Водолазкин будто бы берет понятие «состояния» будь то человека, народа, времени и крутит его со всех сторон, рассматривая, подбирая, собирая грани.

«Великие события растут в каждой отдельной личности. В особенности ­ великие потрясения.
Все очень просто. В каждом человеке есть дерьмо. Когда твое дерьмо входит в резонанс с дерьмом других, начинаются революции, войны, фашизм, коммунизм… И этот резонанс не связан с уровнем жизни или формой правления. То есть связан, может быть, но как-то не напрямую».
«Рай – это отсутствие времени. Если время остановится, событий больше не будет. Останутся несобытия. Сосны вот останутся, снизу – коричневые, корявые, сверху – гладкие, янтарные. Крыжовник у изгороди тоже не пропадет. Скрип калитки, приглушенный плач ребенка на соседней даче, первый стук дождя по крыше веранды – все то, чего не отменяют смены правительств и падения империй. То, что осуществляется поверх истории – вневременно, высвобождено».
«Нет событий основных или неосновных, и все важно, и все в дело идет – будь оно хорошим или плохим».

В книге можно найти очень много литературных параллелей. Иннокентий Платонов словно Робинзон Крузо (не зря он часто вспоминает эту книгу) выброшен на остров новой реальности, где нет прежних знакомых и друзей. И его любимым местом для прогулок становится кладбище.

Он же словно Родион Раскольников у Достоевского рассуждает о теме покаяния.

«Настоящее покаяние — это возвращение к состоянию до греха, своего рода преодоление времени. А грех не исчезает, он остается как бывший грех, как — не поверите — облегчение, потому что раскаян. Он есть — и уничтожен одновременно».

Описанные детали лагерной жизни на Соловках местами напоминают «Обитель» Захара Прилепина. Правда, на мой взгляд, у Евгения Водолазкина они получили даже жестче.

Видела в рецензиях также, что завязку сравнивают с произведением Умберто Эко «Таинственное пламя царицы Лоаны», на страницах которого описана попытка уже не молодого букиниста, пережившего инсульт, восстановить память.

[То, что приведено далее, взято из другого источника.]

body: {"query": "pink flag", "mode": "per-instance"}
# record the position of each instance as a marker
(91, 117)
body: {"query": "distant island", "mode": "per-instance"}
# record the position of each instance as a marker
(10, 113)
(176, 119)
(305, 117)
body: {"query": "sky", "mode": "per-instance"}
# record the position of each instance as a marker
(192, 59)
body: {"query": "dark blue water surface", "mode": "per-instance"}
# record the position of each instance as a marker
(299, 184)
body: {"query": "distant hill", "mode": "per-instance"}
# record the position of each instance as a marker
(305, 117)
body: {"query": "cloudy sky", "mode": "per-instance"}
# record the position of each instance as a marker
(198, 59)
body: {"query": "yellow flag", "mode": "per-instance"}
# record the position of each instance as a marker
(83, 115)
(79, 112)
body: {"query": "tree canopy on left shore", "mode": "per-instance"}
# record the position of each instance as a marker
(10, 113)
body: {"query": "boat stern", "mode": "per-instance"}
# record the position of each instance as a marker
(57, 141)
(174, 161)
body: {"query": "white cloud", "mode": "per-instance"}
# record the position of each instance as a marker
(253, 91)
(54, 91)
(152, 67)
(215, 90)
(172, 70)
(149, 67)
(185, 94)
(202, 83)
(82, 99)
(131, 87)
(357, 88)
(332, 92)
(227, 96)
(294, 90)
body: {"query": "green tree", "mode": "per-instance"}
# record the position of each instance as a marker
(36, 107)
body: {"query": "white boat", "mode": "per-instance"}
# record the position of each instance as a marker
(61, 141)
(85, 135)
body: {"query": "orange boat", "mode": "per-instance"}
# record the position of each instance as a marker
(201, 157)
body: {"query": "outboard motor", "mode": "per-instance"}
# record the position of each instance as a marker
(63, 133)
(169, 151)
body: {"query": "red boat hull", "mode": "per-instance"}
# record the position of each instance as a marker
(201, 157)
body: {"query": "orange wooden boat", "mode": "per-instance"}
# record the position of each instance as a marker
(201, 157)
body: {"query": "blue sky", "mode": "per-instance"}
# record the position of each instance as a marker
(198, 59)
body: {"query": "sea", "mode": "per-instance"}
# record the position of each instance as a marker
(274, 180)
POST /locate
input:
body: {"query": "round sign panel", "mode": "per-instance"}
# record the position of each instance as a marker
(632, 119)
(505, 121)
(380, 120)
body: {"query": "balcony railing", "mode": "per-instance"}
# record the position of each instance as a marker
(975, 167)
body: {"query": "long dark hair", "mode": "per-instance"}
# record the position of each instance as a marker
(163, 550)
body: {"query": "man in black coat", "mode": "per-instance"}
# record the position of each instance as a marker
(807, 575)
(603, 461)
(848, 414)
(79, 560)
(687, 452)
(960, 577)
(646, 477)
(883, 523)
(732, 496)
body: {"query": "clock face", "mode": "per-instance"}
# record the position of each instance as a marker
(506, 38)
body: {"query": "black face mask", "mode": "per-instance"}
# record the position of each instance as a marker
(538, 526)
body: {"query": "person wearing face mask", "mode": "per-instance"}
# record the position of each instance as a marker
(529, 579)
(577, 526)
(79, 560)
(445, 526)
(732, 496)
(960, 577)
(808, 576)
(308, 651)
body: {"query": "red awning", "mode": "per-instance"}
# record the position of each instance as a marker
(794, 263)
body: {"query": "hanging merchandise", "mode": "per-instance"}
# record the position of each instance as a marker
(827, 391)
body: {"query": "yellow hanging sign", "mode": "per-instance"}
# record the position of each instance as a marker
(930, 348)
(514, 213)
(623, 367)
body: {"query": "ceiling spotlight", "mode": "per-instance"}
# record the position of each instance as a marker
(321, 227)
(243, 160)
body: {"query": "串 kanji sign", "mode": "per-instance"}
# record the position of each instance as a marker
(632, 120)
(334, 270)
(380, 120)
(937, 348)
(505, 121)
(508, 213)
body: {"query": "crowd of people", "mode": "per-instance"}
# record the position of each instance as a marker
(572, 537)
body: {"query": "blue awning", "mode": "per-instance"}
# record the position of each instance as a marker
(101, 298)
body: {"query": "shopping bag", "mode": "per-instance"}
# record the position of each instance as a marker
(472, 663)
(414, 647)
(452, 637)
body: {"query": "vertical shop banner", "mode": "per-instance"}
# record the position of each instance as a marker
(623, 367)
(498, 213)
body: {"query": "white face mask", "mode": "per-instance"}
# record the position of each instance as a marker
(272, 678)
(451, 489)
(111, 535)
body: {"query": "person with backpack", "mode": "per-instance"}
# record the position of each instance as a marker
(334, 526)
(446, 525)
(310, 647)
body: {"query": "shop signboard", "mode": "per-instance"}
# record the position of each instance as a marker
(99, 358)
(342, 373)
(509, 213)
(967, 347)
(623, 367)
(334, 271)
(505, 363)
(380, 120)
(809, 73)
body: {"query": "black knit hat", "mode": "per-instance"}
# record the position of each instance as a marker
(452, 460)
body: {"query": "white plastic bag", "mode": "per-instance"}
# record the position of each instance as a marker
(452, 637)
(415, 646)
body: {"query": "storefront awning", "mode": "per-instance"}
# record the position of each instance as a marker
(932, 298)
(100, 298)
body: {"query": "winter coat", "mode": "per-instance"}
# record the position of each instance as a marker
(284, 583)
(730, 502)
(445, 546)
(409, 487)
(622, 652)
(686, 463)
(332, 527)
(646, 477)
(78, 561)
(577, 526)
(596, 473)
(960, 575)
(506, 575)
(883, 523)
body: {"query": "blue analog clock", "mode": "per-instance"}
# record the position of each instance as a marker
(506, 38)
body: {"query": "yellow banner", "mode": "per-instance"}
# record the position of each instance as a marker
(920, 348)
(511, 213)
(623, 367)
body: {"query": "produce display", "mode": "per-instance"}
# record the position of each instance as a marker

Конечно, стоит упомянуть и, пожалуй, самую важную сюжетную и смысловую деталь: а почему, собственно, авиатор? В глобальном смысле, авиатор, как человек с высоты глядящий на мир. Иннокентий - связующее звено между двумя непохожими эпохами.

В более узком смысле - рассуждения о смерти и ее неизбежности, символ человеческого пути. Иннокентий будучи маленьким мальчиком видел на аэродроме трагедию: авиатор поднял самолет в небо, но не смог приземлить свой аппарат. На огромной скорости он несся на землю, понимая свой неминуемый конец, и ничего не мог с этим сделать. Так и Иннокентий встречает свою смерть.

А как вам Евгений Водолазкин? Поделитесь мнением, что больше всего зацепило в романе?